Fibrinogen has been found to be directly involved in atherothrombotic genesis process by regulating cell adhesion and proliferation, vasoconstriction at the site of endothelial injury, platelets aggregation stimulation and blood viscosity [25]. The result of this study has shown significantly increased fibrinogen concentration (mean±SD: 3.42±1.04 gm/L, p=<0.001) in the subjects diagnosed having MS. Statistically significant increased level of fibrinogen in subjects with MS was also reported in Pakistan [26], British [27], and Frinks cohort [28]. Few studies indicated that fibrinogen may play a major role in the pathway from overweight to MS [29].

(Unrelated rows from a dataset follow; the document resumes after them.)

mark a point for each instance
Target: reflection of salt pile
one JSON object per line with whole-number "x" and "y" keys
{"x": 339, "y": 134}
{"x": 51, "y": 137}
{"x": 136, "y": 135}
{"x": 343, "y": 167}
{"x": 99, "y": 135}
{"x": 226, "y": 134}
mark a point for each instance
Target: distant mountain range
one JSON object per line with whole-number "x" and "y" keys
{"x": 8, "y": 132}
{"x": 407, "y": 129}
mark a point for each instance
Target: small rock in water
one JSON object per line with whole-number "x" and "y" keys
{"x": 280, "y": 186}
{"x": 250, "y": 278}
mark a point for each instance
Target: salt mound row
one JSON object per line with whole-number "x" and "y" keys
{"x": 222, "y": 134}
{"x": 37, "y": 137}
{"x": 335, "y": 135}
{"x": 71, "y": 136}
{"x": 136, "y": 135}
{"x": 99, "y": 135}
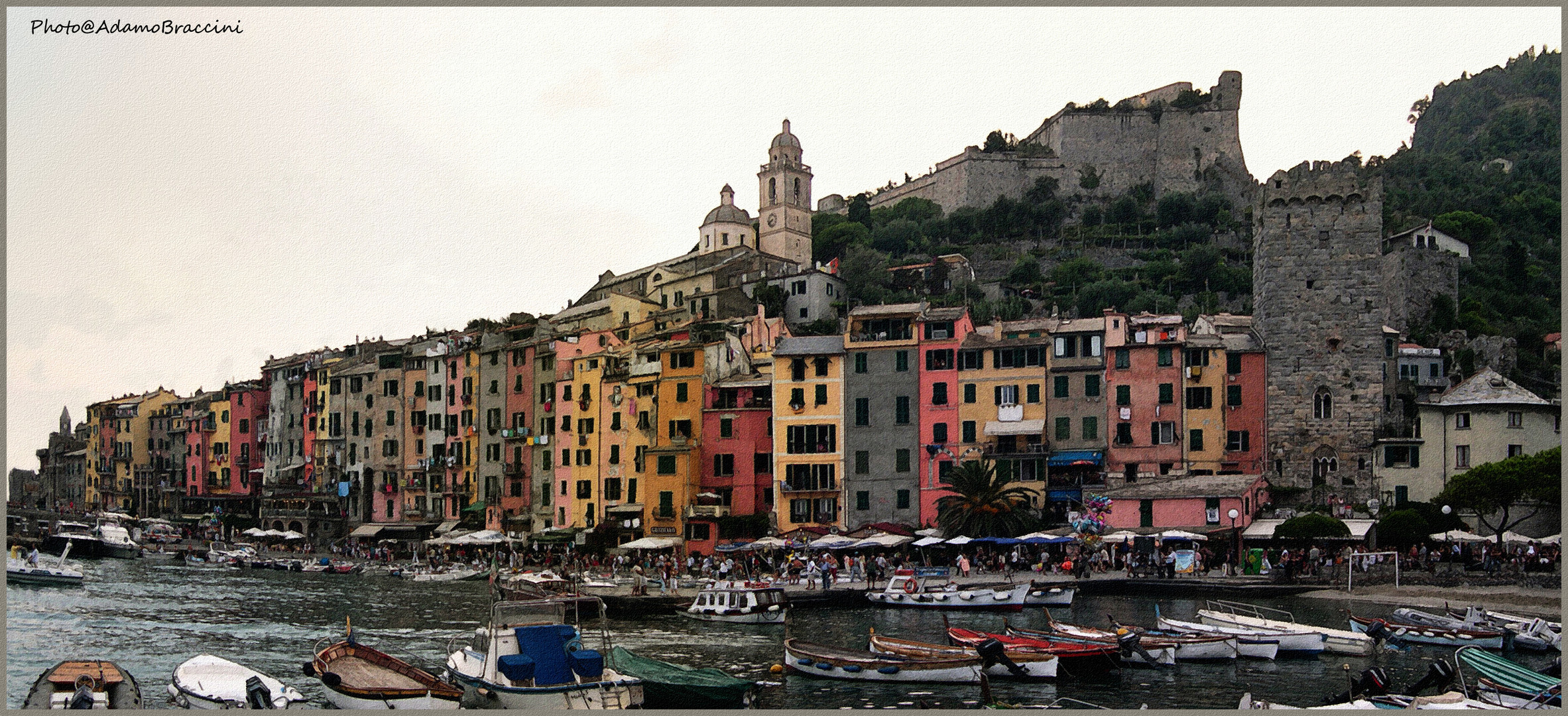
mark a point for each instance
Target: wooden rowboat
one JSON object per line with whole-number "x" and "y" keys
{"x": 866, "y": 666}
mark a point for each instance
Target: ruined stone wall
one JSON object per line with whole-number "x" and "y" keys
{"x": 1170, "y": 149}
{"x": 1412, "y": 278}
{"x": 1319, "y": 309}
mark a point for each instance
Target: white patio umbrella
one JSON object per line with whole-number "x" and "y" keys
{"x": 1457, "y": 536}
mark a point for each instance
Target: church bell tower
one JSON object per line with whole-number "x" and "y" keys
{"x": 784, "y": 200}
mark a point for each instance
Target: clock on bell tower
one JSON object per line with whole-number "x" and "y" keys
{"x": 784, "y": 201}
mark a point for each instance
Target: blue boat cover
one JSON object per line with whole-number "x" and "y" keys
{"x": 544, "y": 644}
{"x": 516, "y": 666}
{"x": 587, "y": 663}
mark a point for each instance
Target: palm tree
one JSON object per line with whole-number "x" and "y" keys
{"x": 985, "y": 505}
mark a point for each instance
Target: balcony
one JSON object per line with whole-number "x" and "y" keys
{"x": 707, "y": 511}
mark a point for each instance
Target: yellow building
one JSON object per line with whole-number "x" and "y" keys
{"x": 1203, "y": 403}
{"x": 808, "y": 425}
{"x": 1002, "y": 400}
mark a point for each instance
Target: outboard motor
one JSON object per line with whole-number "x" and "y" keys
{"x": 1372, "y": 682}
{"x": 1129, "y": 643}
{"x": 1438, "y": 676}
{"x": 993, "y": 652}
{"x": 258, "y": 695}
{"x": 1380, "y": 632}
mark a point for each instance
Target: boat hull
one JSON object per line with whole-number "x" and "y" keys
{"x": 1013, "y": 599}
{"x": 878, "y": 668}
{"x": 1335, "y": 641}
{"x": 753, "y": 618}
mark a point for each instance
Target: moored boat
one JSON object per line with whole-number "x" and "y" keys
{"x": 905, "y": 588}
{"x": 1415, "y": 633}
{"x": 668, "y": 685}
{"x": 1013, "y": 663}
{"x": 855, "y": 665}
{"x": 361, "y": 678}
{"x": 84, "y": 685}
{"x": 739, "y": 602}
{"x": 529, "y": 657}
{"x": 1073, "y": 658}
{"x": 1223, "y": 613}
{"x": 1290, "y": 643}
{"x": 213, "y": 682}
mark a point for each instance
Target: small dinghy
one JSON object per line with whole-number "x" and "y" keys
{"x": 213, "y": 682}
{"x": 361, "y": 678}
{"x": 855, "y": 665}
{"x": 996, "y": 660}
{"x": 85, "y": 685}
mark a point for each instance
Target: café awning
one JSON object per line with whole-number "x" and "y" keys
{"x": 1015, "y": 428}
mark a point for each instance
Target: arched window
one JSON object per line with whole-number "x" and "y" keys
{"x": 1322, "y": 404}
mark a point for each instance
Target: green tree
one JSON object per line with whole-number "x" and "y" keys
{"x": 985, "y": 505}
{"x": 1089, "y": 178}
{"x": 1498, "y": 489}
{"x": 1311, "y": 525}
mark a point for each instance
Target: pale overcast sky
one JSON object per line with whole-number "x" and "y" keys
{"x": 181, "y": 208}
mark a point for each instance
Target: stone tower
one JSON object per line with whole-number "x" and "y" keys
{"x": 727, "y": 226}
{"x": 784, "y": 200}
{"x": 1317, "y": 304}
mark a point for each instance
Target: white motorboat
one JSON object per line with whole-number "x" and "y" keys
{"x": 529, "y": 657}
{"x": 938, "y": 593}
{"x": 739, "y": 602}
{"x": 213, "y": 682}
{"x": 24, "y": 572}
{"x": 1223, "y": 613}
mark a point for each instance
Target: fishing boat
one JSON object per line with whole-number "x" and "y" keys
{"x": 80, "y": 536}
{"x": 739, "y": 602}
{"x": 855, "y": 665}
{"x": 668, "y": 685}
{"x": 21, "y": 572}
{"x": 1223, "y": 613}
{"x": 1043, "y": 594}
{"x": 361, "y": 678}
{"x": 1401, "y": 633}
{"x": 1073, "y": 658}
{"x": 530, "y": 657}
{"x": 1013, "y": 663}
{"x": 938, "y": 593}
{"x": 213, "y": 682}
{"x": 84, "y": 685}
{"x": 1252, "y": 641}
{"x": 1507, "y": 684}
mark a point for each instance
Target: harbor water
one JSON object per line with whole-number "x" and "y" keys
{"x": 149, "y": 616}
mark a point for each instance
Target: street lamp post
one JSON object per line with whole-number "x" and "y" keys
{"x": 1236, "y": 536}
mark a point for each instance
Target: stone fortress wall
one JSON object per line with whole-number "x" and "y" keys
{"x": 1319, "y": 309}
{"x": 1145, "y": 143}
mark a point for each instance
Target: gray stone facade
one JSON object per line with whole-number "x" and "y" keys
{"x": 1174, "y": 149}
{"x": 882, "y": 441}
{"x": 1319, "y": 311}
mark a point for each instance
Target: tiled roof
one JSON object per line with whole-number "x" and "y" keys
{"x": 811, "y": 345}
{"x": 1488, "y": 386}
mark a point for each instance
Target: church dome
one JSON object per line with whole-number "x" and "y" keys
{"x": 786, "y": 139}
{"x": 727, "y": 209}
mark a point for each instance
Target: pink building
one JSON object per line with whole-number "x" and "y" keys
{"x": 1199, "y": 503}
{"x": 736, "y": 459}
{"x": 939, "y": 331}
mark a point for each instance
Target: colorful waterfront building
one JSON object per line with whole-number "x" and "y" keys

Apolipoprotein B (Apo-B), recognised as the best marker of atherogenic dyslipidemia, observed significantly higher (mean±SD: 149.35±59.13 mg/dL) in both Gender’s (male: 152.38±62.90 mg/dL, female: 146.18±54.99 mg/dL), in this study. Significantly higher Apo-B level has reported in a similar study conducted in Korea [30], Turkey [31] in Type 2 Diabetes Mellitus (T2DM) and in Venezuela [32] in the subjects with MS. The results of this study have shown that the demographic biochemical parameters and various markers of the subjects with MS found significantly abnormal, which have been recognised as the risk factors for increasing risk of cardiovascular diseases.
Limitation(s)
The study represents only three out of 22 districts of Terai region of Nepal, coverage of more districts would have provided more representative statistical correlation for the region.
Conclusion(s)
The present study explored the demographic, biochemical parameters as well as inflammatory, prothrombotic and atherogenic dyslipidemia markers of subjects with MS. Almost all variables found significantly abnormal, which may contribute to increased epidemic of cardiovascular diseases in the Terai region of Nepal. Further future studies covering the remaining districts can be conducted to better understand the distribution of biochecmical parameters in MS subjects in the entire Terai region.